Wednesday, December 6, 2017

Third Largest Global Container Shipping Line Getting its House in Order

French Giant Reshuffles its Acquisitions
Shipping News Feature
FRANCE – WORLDWIDE – The CMA CGM Group, third largest container shipping line in the world, has announced the merger of two of its subsidiaries; MacAndrews and OPDR, effective January 1st, 2018, a move which will see the Oldenburg-Portugiesische Dampfschiffs-Rhederei name disappear after 135 years. CMA CGM also separately announced the sale of its majority stake in a Californian container terminal to an infrastructure equity company.

With the headquarters to be located in Hamburg, the union between the MacAndrews and OPDR, both specialising in intra-European transport, will combine under the name MacAndrews and should, according to the French shipping giant, enable the Group to strengthen its multimodal offering in Europe. The OPDR group owns five other subsidiaries based in the Netherlands, Portugal, Spain, Morocco and the UK.

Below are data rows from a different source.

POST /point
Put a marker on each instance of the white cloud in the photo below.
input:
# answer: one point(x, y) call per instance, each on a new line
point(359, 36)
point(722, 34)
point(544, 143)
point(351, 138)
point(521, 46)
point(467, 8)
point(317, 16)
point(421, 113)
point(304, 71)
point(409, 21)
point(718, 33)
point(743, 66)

Acquired by CMA CGM in 2002, MacAndrews offers its clients rail, land, and maritime transport services and is a specialist in container transport on short-sea routes as well as multimodal solutions in Europe. MacAndrews connects Great Britain, the Iberian Peninsula and Poland. OPDR, first acquired by the CMA CGM Group in 2015, is an expert in intra-European short-sea transport and logistics via its subsidiary companies.

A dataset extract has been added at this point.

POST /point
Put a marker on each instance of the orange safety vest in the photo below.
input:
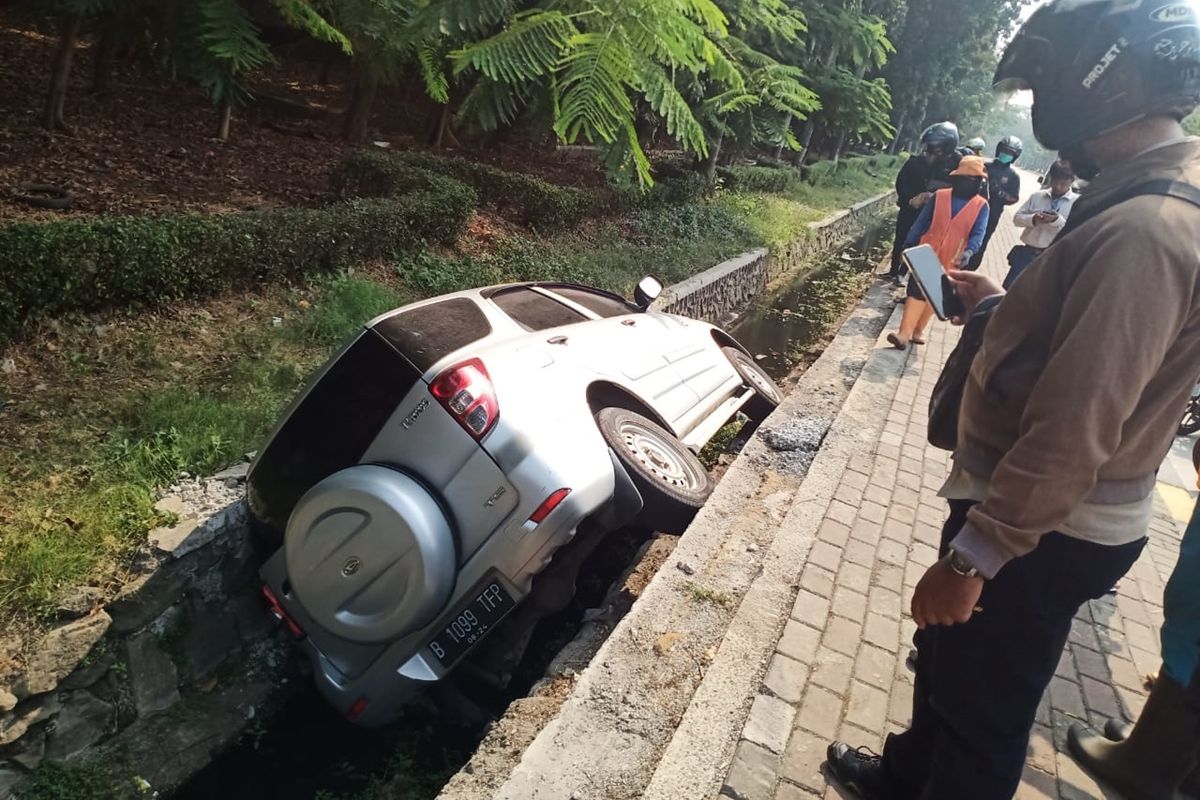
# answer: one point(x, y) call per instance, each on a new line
point(948, 235)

In the US, CMA CGM has sold a 90% equity interest in Global Gateway South Terminal (GSS) in Los Angeles, to Sweden based EQT Infrastructure III and its US partner P5 Infrastructure, for an ‘Enterprise Value’ of $875 million. CMA CGM will remain a minority shareholder with 10% of the GGS terminal and says it will continue to be a major user of the facility.

Global Gateway South has an annual capacity of 2.4 million TEU, and was originally owned by Neptune Orient Lines (NOL) / American President Lines (APL) and was historically operated as a cost centre. In 2016, CMA acquired NOL / APL to strengthen its position on the Transpacific trade route.

Photo: The new logo revealed by CMA CGM earlier this year.